Снаружи послышались легкие шаги. Халеф мгновенно потянулся за оружием, а пес приготовился к прыжку. Я успокоил обоих: это была Ингджа. Она удивленно остановилась на пороге, увидев моего слугу и пса.
— Не бойся, — сказал я. — Они не причинят тебе вреда.
— Как они пришли сюда?
— Они меня отыскали, чтобы освободить.
— Значит, ты нас сейчас оставишь?
— Пока нет.
— Тебе еще нужен Рух-и-кульян?
— Да. Ты меня к нему отведешь?
— Охотно. Вот я принесла вам попить и поесть. Только этого не хватит для двоих и собаки.
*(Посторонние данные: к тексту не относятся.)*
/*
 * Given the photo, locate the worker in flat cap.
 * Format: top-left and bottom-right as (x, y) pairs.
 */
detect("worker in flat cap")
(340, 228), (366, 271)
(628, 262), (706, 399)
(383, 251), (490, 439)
Ингджа принесла большую корзину, полную еды. Здесь могли бы наесться пять человек.
— Не беспокойся, милая, — отвечал я. — Еды хватит не только для двоих. Я приглашаю вас с Маданой к трапезе.
— Господин, мы же женщины!
— В моем отечестве к женщинам относятся с уважением. У нас они краса и гордость дома и занимают всегда почетное место за столом.
— О эмир, как счастливы должны быть ваши женщины!
— Но им приходится есть лопатами! — присовокупила жалостливым тоном Мадана.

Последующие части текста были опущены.